Senate debates

Monday, 13 August 2018

Matters of Public Importance

Drought

4:38 pm

Photo of Fraser AnningFraser Anning (Queensland, Katter's Australian Party) Share this | Hansard source

This is still not my first speech. I rise to say a few words regarding the baseless and, frankly, offensive effort by the Greens to co-opt the tragedy of the severe drought affecting many parts of Australia to promote their obsession with climate change. Belief in climate change as the cause of all climatic ills is superstition. Like seizing on coincidental good fortune to support your belief in horoscopes, belief that every hot day is somehow further evidence of climate change is confirmation bias of the most ridiculous type. Despite the evidence of repeated fraud amongst researchers who have purported to show climate change, the Greens' belief in their superstition remains unshakable.
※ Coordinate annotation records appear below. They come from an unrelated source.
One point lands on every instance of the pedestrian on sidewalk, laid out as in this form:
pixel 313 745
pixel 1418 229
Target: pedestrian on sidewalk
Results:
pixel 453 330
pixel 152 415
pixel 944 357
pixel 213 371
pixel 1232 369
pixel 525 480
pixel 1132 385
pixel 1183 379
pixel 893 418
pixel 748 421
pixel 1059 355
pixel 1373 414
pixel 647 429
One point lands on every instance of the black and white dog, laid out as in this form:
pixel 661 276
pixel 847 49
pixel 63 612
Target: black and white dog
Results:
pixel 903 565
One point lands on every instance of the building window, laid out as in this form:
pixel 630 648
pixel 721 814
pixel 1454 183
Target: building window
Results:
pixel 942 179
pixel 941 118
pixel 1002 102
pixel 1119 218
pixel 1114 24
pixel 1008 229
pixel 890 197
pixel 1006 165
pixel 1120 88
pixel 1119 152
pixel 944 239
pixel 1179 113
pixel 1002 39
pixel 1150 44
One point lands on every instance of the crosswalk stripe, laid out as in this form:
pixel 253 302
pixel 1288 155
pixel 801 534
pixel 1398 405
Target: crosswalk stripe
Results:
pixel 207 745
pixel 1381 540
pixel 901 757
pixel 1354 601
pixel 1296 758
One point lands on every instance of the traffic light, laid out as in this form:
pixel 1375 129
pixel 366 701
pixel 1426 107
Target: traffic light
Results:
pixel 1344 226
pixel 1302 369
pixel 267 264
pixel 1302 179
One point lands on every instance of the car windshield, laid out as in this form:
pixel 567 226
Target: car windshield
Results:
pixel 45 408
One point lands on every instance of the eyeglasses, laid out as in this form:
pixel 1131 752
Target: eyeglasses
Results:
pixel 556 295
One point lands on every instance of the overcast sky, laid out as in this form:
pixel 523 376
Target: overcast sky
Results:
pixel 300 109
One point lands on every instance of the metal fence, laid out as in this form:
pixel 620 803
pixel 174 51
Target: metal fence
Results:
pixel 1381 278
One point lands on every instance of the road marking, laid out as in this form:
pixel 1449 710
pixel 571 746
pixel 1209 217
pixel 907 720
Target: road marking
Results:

Their unending demands for expensive and unreliable power are like a snake oil cure for illness that you don't have or like a broken record playing the same off-key tune again and again.

A country like Australia is always subject to periodic droughts. It is not climate change; it is just geography. Next to Antarctica, Australia is the driest continent on earth. The solution to drought is not to bleat about climate change and frantically build windmills everywhere. The real solution is to build dams and irrigation projects. The best form of drought relief is water.

If North Queensland were a country, it would be the wettest country on earth. The problem is that monsoonal rains just pour down rivers and run out to sea. If we turn those rivers back and capture the water, dry cattle country and deserts would suddenly be lush green fields. This would not only ensure our own food requirements are met but also provide food for many hundreds of thousands of others in other countries as well. To imagine the benefits, we only need to see what has been achieved in places like Israel and California. Both are places in which virtual deserts have been transformed into enormous food bowls which help drive their respective economies. There is a proposal to do this. It's called the Bradfield scheme, and I'll have more to say about it tomorrow.